Compounds can also be magnetic. An iron ore with the formula Fe3O4, which was discovered in Magnesia in Turkey, was named magnetite. Its name refers to its distinct magnetic property. In the Middle Ages, the rock was called "lodestone" because it indicated north. Scientists observed that rubbing the rock against iron or steel needles magnetised the needles. Manufacturers used the magnetised needles to produce navigational compasses.

Ceramic magnets such as those containing iron, cobalt and Chromium oxide are produced by powder metallurgy. Small particles can be mixed with polymers to manufacture flexible refrigerator magnets.
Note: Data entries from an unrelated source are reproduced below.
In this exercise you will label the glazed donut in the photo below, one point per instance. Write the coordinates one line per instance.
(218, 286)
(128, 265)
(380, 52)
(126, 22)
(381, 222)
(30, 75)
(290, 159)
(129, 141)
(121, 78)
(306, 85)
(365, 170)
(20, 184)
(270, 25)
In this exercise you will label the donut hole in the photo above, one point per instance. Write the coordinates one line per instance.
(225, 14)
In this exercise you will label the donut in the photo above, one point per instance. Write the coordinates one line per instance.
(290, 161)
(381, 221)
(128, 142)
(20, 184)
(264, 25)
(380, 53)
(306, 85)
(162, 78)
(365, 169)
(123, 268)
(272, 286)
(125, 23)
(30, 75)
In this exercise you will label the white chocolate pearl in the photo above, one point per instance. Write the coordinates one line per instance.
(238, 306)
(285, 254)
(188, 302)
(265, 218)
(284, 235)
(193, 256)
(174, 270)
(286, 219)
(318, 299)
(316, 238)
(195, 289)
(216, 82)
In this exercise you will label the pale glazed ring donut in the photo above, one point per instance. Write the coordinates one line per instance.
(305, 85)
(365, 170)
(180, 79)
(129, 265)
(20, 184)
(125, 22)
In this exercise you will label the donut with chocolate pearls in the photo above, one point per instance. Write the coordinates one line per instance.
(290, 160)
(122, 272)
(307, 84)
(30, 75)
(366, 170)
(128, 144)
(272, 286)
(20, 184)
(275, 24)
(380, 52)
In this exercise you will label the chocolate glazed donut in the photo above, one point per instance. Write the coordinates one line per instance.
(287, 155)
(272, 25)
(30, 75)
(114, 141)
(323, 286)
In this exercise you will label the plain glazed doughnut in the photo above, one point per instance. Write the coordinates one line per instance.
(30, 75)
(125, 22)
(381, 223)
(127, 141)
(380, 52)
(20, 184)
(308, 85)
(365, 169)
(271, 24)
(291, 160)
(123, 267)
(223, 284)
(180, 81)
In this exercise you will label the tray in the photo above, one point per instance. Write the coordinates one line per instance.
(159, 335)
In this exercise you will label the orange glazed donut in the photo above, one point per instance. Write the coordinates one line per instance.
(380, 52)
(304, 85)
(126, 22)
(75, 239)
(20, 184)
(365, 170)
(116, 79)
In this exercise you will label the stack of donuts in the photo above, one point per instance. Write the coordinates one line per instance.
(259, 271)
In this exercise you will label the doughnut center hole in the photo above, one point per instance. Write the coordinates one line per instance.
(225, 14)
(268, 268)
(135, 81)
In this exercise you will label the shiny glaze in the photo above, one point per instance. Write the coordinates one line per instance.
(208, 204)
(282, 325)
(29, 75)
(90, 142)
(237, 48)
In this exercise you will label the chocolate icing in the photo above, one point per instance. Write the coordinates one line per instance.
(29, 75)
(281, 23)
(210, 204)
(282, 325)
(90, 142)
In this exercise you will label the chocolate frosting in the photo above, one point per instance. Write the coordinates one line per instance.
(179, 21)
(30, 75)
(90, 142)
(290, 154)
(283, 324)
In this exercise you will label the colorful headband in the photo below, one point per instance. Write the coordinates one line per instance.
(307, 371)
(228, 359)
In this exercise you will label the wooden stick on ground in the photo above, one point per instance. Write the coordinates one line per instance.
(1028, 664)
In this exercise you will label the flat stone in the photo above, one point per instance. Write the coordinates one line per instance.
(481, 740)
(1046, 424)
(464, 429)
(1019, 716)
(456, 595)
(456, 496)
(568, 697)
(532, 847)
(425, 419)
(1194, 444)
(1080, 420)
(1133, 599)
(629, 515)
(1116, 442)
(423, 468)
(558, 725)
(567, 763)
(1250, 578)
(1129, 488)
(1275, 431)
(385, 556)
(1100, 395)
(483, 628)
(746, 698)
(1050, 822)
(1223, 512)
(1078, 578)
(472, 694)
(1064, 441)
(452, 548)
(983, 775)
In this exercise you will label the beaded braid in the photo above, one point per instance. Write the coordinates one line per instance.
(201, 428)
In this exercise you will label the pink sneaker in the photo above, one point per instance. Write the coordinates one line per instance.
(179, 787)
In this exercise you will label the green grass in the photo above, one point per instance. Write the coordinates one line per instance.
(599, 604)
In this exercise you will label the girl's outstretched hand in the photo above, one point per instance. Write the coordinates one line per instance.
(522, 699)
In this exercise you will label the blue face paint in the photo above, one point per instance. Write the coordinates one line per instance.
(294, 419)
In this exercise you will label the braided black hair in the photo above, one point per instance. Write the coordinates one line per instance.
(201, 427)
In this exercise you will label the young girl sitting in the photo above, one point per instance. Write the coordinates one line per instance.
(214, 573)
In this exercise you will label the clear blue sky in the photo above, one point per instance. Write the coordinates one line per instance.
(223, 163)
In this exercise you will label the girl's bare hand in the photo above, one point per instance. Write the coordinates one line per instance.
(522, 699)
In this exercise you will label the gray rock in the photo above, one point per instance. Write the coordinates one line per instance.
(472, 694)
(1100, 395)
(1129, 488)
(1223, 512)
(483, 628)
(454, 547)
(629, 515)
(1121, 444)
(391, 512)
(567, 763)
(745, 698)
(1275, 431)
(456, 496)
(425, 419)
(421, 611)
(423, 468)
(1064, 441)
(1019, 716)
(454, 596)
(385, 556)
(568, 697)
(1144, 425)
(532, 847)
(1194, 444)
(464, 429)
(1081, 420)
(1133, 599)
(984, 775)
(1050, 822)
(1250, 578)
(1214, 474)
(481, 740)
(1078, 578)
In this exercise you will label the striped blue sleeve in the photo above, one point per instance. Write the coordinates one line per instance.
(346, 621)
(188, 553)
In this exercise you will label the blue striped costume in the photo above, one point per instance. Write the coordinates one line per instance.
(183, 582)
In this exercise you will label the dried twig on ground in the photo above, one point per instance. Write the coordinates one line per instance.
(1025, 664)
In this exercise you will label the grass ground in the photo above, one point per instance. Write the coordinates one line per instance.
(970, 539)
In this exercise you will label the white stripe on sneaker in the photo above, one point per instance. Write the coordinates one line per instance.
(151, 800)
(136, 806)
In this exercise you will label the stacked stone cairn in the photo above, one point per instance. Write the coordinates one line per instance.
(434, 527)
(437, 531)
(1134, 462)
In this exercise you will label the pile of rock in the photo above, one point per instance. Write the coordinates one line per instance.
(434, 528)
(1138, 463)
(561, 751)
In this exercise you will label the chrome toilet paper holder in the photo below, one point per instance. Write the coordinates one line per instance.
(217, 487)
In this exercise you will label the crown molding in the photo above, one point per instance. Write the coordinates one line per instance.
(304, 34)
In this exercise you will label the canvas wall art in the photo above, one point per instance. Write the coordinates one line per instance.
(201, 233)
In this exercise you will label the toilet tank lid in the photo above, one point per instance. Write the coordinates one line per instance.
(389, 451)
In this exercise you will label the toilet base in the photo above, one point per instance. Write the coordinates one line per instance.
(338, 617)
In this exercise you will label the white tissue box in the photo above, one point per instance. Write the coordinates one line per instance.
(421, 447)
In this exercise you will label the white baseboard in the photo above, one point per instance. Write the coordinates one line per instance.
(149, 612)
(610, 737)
They can also be applied onto plastic strips to produce audio and video recording tapes. During processing, strong magnetic fields are applied to align the particles' magnetic domains. The deposition of thin layers in a vacuum chamber is employed for computer hard disks. High-strength magnets can be produced from alloys. The first successful alloy, aluminium–nickel–cobalt, was discovered in the 1930s. Alloys with rare-earth elements demonstrate higher magnetic strengths. Samarium-cobalt and neodymium-iron-boron are two common combinations. In the early 1800s, scientists discovered that electric current flowing through coils produces a magnetic field. Electromagnets are used in electrical transformers. Magnetism may be lost when a material is heated. When heated, the electrons gain energy and reorient themselves, thereby losing their specific alignment.